The experimenters used the following device:

Fig. 1. (from Jensen et al, 2007b) Illustration of the testing environment. The proposer, who makes the first choice, sits to the responder's left. The apparatus, which has two sliding trays connected by a single rope, is outside of the cages. (A) By first sliding a Plexiglas panel (not shown) to access one rope end and by then pulling it, the proposer draws one of the baited trays halfway toward the two subjects. (B) The responder can then pull the attached rod, now within reach, to bring the proposed food tray to the cage mesh so that (C) both subjects can eat from their respective food dishes (clearly separated by a translucent divider)

Results indicate the chimps behave like Homo Economicus:
responders did not reject unfair offers when the proposer had the option of making a fair offer; they accepted almost all nonzero offers; and they reliably rejected only offers of zero (Jensen et al.)

As the authors conclude, "one of humans' closest living relatives behaves according to traditional economic models of self-interest, unlike humans, and t(...) does not share the human sensitivity to fairness."

So Homo Economicus would be a better picture of nature, red in tooth and claw? Yes and no. In another recent paper, Brosnan et al. studied the endowment effect in chimpanzees. The endowment effect is a bias that make us placing a higher value on objects we own relative to objects we do not. Well, chimps do that too. While they usually are indifferent between peanut butter and juice, once they "were given or ‘endowed’ with the peanut butter, almost 80 percent of them chose to keep the peanut butter, rather than exchange it for a juice bar" (from Vanderbilt news). They do not, however, have loss-aversion for non-food goods (rubber-bone dog chew toy and a knotted-rope dog toy). Another related study (Chen et al, 2006) also indicates that capuchin monkeys exhibit loss-aversion.

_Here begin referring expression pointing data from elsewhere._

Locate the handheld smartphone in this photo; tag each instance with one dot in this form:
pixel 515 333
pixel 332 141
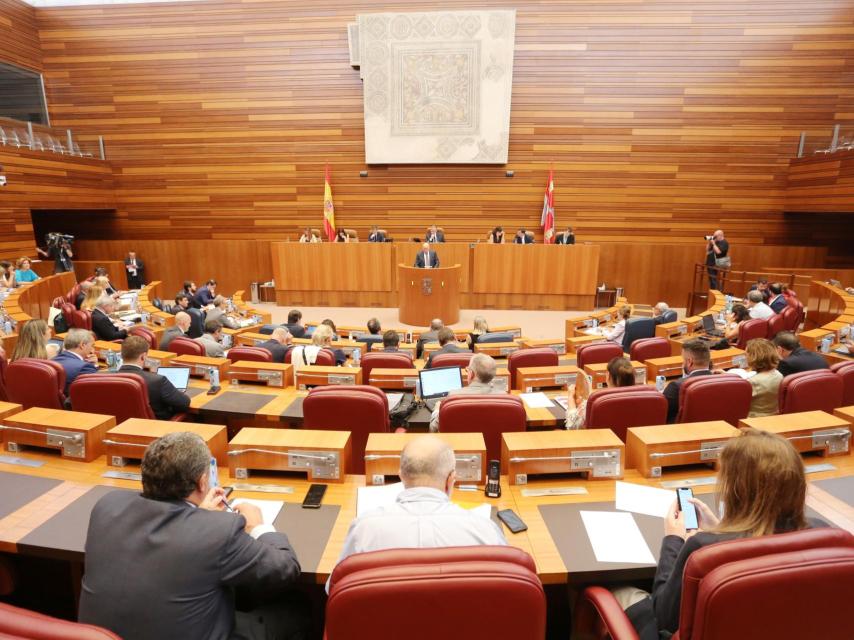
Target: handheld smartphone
pixel 314 496
pixel 493 479
pixel 689 511
pixel 511 520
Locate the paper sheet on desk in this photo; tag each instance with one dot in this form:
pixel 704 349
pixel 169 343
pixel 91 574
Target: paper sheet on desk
pixel 639 498
pixel 269 508
pixel 538 400
pixel 615 537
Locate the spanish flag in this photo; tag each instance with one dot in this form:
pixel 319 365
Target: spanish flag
pixel 328 209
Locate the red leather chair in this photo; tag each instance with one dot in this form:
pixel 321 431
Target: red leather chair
pixel 249 354
pixel 648 348
pixel 36 383
pixel 360 409
pixel 819 390
pixel 844 370
pixel 798 585
pixel 545 357
pixel 452 360
pixel 186 347
pixel 16 623
pixel 623 407
pixel 123 395
pixel 597 353
pixel 747 331
pixel 146 334
pixel 426 594
pixel 384 360
pixel 81 320
pixel 776 324
pixel 715 397
pixel 491 414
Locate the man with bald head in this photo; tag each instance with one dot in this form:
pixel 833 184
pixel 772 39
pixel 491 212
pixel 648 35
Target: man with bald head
pixel 182 325
pixel 279 344
pixel 481 372
pixel 422 515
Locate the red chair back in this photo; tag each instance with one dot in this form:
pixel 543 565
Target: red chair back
pixel 623 407
pixel 186 347
pixel 384 360
pixel 249 354
pixel 750 329
pixel 491 414
pixel 36 383
pixel 18 623
pixel 795 584
pixel 81 319
pixel 123 395
pixel 714 397
pixel 146 334
pixel 545 357
pixel 844 370
pixel 454 581
pixel 359 409
pixel 818 390
pixel 597 353
pixel 649 348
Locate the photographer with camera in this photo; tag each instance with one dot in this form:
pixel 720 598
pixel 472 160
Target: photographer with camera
pixel 59 250
pixel 717 255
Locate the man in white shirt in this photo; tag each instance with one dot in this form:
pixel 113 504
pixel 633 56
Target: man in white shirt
pixel 757 307
pixel 423 515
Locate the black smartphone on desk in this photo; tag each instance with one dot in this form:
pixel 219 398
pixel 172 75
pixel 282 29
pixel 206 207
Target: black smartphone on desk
pixel 314 496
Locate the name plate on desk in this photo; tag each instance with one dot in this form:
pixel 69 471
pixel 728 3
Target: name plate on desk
pixel 808 431
pixel 322 455
pixel 597 453
pixel 652 449
pixel 382 455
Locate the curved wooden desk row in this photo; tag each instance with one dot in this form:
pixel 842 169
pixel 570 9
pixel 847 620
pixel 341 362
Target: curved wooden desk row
pixel 832 311
pixel 44 509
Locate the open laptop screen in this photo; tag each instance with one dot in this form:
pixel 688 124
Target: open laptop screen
pixel 436 383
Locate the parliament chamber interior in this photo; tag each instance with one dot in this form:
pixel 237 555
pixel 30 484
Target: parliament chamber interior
pixel 217 421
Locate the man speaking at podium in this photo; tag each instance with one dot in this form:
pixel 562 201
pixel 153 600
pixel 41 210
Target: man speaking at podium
pixel 426 259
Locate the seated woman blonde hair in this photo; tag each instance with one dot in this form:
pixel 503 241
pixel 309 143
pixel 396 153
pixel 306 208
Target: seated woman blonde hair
pixel 761 491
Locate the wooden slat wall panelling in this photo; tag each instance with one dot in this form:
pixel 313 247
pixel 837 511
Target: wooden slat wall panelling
pixel 662 120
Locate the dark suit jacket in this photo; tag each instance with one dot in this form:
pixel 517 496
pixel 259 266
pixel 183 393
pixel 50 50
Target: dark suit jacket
pixel 671 392
pixel 103 327
pixel 433 260
pixel 74 367
pixel 165 399
pixel 801 360
pixel 165 569
pixel 448 348
pixel 278 351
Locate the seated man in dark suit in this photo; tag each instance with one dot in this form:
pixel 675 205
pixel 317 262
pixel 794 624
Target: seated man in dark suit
pixel 426 258
pixel 171 561
pixel 696 360
pixel 293 326
pixel 165 399
pixel 793 357
pixel 102 324
pixel 182 325
pixel 448 344
pixel 376 235
pixel 279 344
pixel 206 294
pixel 78 355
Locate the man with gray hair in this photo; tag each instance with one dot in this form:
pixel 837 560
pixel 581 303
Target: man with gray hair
pixel 102 325
pixel 422 515
pixel 480 372
pixel 78 355
pixel 757 307
pixel 169 562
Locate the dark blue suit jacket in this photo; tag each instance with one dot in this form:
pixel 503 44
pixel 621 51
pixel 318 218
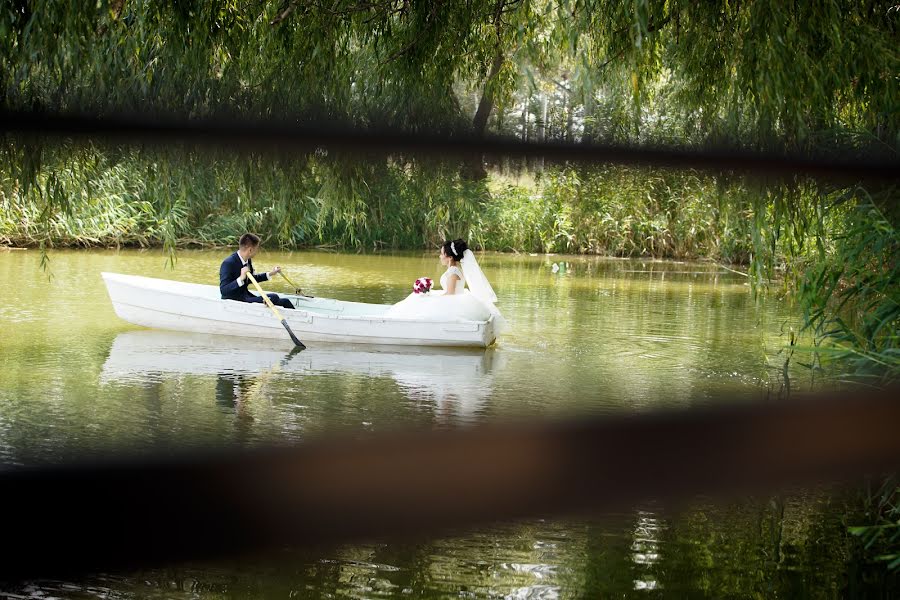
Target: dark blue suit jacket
pixel 228 274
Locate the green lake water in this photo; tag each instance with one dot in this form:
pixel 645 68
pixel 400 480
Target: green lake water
pixel 598 336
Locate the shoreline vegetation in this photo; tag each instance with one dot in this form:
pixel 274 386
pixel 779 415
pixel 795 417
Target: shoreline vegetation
pixel 808 79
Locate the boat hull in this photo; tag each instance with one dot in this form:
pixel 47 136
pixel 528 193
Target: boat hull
pixel 191 307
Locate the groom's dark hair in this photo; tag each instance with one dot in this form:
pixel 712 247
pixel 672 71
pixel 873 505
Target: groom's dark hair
pixel 249 239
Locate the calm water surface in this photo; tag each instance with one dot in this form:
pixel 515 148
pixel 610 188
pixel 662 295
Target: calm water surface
pixel 596 337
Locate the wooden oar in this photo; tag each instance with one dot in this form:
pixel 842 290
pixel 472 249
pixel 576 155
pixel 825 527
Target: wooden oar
pixel 275 311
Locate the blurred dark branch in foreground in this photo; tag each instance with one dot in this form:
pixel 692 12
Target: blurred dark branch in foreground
pixel 74 519
pixel 278 136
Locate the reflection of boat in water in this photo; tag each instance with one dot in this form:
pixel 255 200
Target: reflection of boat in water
pixel 444 375
pixel 192 307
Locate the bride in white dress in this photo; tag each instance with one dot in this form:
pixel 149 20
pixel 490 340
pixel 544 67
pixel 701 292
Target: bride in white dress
pixel 454 301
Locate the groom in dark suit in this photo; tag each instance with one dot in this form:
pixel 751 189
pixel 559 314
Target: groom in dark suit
pixel 233 280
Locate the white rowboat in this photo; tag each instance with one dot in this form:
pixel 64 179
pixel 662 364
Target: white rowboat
pixel 199 308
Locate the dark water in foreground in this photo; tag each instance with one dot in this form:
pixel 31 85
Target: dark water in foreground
pixel 597 337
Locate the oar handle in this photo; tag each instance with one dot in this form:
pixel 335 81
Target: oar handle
pixel 264 296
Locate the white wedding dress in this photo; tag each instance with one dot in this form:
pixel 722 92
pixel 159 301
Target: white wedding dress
pixel 438 306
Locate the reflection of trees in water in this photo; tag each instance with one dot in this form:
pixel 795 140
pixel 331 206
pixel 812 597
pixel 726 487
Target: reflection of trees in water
pixel 233 395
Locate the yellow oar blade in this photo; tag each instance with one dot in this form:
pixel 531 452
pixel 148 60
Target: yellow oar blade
pixel 275 311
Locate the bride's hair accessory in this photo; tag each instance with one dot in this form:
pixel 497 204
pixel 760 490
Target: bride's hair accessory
pixel 455 249
pixel 422 285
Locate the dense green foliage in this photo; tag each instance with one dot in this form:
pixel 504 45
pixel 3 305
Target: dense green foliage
pixel 817 78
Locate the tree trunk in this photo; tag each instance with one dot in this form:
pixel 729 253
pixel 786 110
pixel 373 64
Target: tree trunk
pixel 475 168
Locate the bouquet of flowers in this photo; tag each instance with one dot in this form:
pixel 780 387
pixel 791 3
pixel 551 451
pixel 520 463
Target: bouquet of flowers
pixel 422 285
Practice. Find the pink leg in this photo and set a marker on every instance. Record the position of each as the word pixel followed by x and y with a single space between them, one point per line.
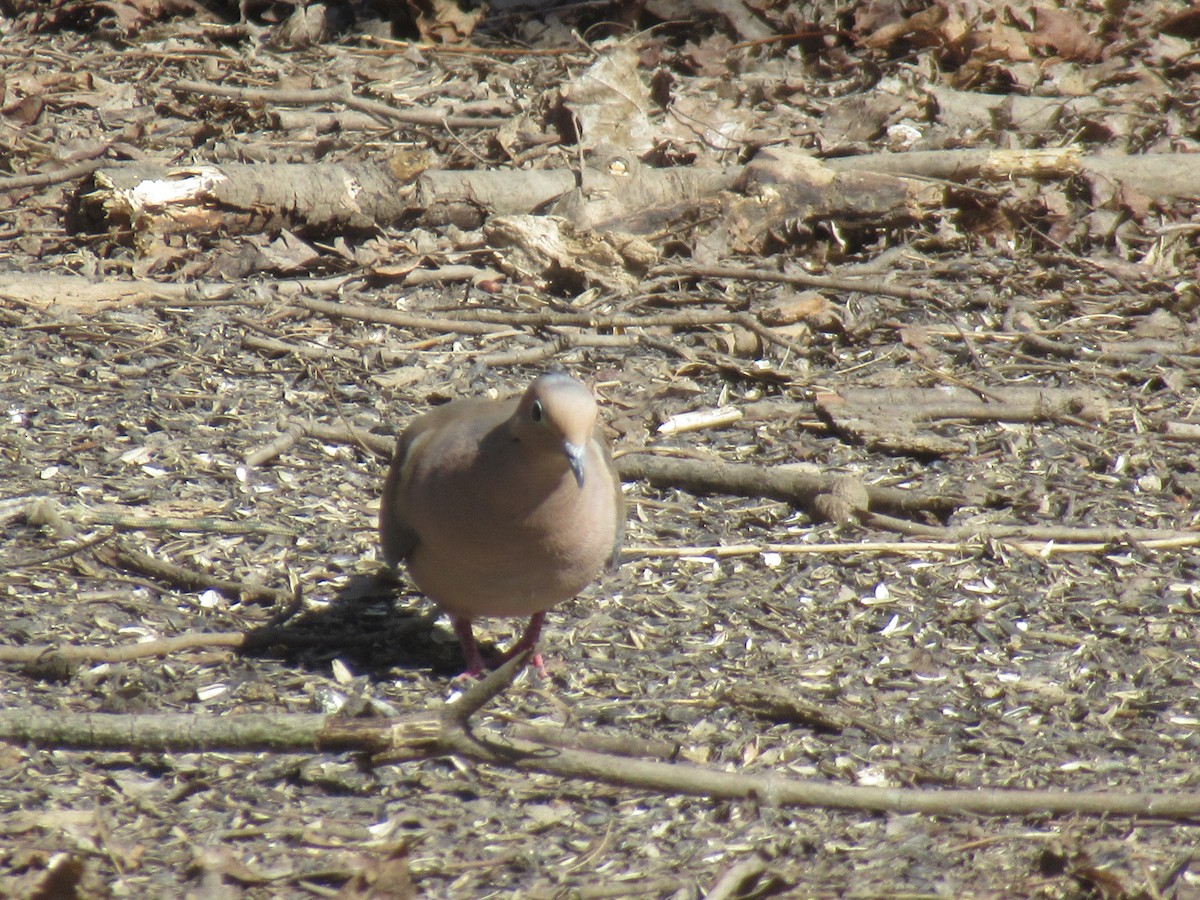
pixel 469 648
pixel 528 641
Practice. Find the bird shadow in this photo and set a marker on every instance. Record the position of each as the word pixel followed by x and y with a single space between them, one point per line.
pixel 363 627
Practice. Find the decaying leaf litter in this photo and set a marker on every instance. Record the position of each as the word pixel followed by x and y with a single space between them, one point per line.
pixel 1007 193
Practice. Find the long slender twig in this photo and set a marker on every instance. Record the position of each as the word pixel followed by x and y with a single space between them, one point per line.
pixel 448 731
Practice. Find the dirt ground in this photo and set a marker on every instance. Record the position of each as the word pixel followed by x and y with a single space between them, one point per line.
pixel 1059 654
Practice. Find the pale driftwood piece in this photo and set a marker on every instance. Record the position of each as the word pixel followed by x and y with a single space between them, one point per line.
pixel 87 298
pixel 960 166
pixel 235 198
pixel 783 189
pixel 448 732
pixel 778 483
pixel 892 419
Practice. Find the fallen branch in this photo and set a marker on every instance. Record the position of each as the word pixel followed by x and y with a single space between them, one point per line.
pixel 777 483
pixel 448 732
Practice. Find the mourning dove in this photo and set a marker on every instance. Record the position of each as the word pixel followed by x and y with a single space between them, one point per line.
pixel 504 507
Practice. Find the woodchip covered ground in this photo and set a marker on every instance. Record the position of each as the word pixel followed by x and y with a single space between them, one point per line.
pixel 994 659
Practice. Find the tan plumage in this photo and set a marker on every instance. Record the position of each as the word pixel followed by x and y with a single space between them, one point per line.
pixel 504 508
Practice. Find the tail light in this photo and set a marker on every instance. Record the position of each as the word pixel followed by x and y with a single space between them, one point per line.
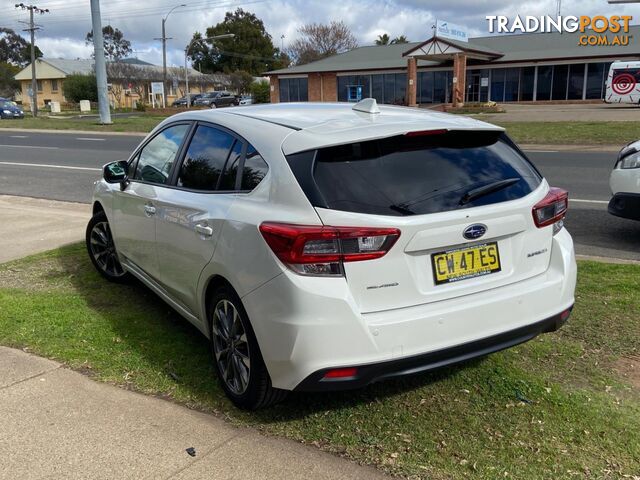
pixel 322 250
pixel 551 209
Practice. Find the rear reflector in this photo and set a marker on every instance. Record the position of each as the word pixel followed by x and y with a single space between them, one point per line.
pixel 552 208
pixel 321 250
pixel 341 373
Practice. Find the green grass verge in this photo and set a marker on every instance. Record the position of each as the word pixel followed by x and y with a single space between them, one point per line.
pixel 140 124
pixel 556 407
pixel 571 133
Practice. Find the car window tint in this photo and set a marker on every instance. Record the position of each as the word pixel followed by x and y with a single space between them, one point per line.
pixel 255 169
pixel 228 180
pixel 157 157
pixel 205 159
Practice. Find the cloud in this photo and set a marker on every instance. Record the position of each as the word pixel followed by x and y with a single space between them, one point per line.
pixel 65 27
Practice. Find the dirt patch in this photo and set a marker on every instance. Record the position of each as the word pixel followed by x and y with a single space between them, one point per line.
pixel 629 368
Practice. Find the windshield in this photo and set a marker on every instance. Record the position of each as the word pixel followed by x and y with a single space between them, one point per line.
pixel 410 175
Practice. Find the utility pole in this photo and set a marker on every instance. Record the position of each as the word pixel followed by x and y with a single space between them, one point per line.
pixel 32 28
pixel 101 64
pixel 164 39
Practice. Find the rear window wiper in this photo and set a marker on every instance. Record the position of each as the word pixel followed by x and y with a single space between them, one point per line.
pixel 487 189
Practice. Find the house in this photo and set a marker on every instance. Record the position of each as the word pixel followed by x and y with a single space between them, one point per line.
pixel 129 80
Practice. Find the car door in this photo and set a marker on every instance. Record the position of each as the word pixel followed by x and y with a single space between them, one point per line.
pixel 135 206
pixel 191 215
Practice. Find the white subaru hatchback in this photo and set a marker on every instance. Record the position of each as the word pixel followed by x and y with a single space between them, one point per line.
pixel 328 246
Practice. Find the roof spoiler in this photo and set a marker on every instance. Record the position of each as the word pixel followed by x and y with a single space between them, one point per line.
pixel 368 105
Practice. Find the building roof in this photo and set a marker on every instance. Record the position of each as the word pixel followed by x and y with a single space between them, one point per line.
pixel 512 48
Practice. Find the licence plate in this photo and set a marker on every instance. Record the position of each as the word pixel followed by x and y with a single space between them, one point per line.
pixel 465 262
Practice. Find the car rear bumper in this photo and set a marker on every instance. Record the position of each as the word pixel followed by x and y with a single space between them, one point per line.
pixel 308 325
pixel 370 373
pixel 625 205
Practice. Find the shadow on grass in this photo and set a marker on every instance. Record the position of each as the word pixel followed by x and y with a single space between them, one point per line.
pixel 170 357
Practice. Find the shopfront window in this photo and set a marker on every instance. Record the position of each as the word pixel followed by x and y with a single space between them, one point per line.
pixel 560 76
pixel 545 77
pixel 576 82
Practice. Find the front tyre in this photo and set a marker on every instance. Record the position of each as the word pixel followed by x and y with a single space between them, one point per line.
pixel 236 355
pixel 102 250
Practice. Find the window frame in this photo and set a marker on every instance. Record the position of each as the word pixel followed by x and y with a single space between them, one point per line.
pixel 135 157
pixel 238 183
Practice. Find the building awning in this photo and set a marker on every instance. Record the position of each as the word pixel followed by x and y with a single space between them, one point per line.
pixel 442 49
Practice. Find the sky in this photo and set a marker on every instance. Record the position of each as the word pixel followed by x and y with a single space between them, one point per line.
pixel 67 23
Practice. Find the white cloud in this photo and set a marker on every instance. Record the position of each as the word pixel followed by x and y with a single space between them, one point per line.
pixel 69 21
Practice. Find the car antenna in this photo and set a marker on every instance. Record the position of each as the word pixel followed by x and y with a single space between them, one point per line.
pixel 368 105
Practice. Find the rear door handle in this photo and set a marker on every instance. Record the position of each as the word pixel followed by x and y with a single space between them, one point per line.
pixel 204 229
pixel 149 210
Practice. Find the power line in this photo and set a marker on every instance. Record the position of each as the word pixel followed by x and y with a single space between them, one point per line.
pixel 32 30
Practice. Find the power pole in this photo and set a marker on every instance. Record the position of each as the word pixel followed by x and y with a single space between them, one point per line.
pixel 101 64
pixel 164 39
pixel 32 28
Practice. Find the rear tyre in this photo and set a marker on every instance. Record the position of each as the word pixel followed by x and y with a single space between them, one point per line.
pixel 236 355
pixel 102 249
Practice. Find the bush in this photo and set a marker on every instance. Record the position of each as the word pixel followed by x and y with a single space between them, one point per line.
pixel 81 87
pixel 261 92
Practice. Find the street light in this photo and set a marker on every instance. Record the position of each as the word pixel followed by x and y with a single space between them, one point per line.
pixel 186 54
pixel 164 44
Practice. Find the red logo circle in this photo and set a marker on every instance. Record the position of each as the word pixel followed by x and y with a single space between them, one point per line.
pixel 623 84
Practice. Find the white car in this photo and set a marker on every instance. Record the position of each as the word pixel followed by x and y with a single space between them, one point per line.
pixel 625 183
pixel 327 246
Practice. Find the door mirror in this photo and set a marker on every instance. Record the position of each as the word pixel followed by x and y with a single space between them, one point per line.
pixel 116 172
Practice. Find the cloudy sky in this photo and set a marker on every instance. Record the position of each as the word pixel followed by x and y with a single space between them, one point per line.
pixel 64 28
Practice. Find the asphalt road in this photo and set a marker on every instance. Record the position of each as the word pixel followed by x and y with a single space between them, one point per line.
pixel 63 166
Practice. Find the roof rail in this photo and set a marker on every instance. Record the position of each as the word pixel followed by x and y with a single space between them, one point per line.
pixel 368 105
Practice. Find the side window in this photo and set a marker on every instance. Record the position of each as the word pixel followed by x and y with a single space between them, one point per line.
pixel 255 169
pixel 228 180
pixel 157 156
pixel 205 159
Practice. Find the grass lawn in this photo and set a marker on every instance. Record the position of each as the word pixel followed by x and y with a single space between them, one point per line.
pixel 571 133
pixel 560 406
pixel 141 123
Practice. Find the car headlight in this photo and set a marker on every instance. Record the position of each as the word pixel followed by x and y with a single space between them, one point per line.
pixel 631 161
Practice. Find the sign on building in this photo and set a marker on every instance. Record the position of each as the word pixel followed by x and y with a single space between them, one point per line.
pixel 446 29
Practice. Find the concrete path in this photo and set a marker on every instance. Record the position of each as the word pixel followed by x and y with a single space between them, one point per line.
pixel 57 423
pixel 32 225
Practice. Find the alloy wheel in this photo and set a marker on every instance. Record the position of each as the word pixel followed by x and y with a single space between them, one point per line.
pixel 230 347
pixel 103 250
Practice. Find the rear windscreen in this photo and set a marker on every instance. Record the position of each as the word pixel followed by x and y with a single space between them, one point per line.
pixel 412 175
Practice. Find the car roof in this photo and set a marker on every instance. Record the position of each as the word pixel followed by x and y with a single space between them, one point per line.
pixel 315 125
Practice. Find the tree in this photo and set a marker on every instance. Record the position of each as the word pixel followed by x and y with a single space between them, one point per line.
pixel 80 87
pixel 399 40
pixel 320 41
pixel 261 92
pixel 383 39
pixel 241 81
pixel 251 50
pixel 8 85
pixel 14 49
pixel 116 47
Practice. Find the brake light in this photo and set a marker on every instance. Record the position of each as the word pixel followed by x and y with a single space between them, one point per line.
pixel 424 133
pixel 552 208
pixel 321 250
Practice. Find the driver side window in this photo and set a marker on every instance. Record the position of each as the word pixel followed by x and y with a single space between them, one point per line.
pixel 157 157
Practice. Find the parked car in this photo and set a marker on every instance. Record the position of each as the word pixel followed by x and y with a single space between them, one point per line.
pixel 182 101
pixel 336 250
pixel 217 100
pixel 625 183
pixel 9 109
pixel 246 100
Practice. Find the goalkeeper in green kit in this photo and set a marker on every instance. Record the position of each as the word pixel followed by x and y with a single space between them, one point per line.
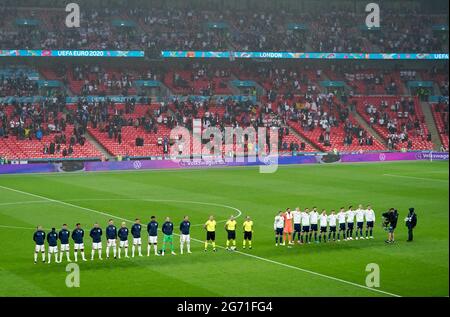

So there seems to be an incoherence here: chimps are both economically and non-economically rational. But this is only, as the positivists used to say, a pseudo-problem: they tend to comply with standard or 'selfish' economics in social context, but not in individual context. The difference between us and them is truly that we are, by nature, political animals. Our social rationality requires reciprocity, negotiation, exchange, communication, fairness, cooperation, morality, etc., not plain selfishness. Chimps do cooperate and exhibit a slight taste for fairness (see section 1 of this post), but not in human proportions.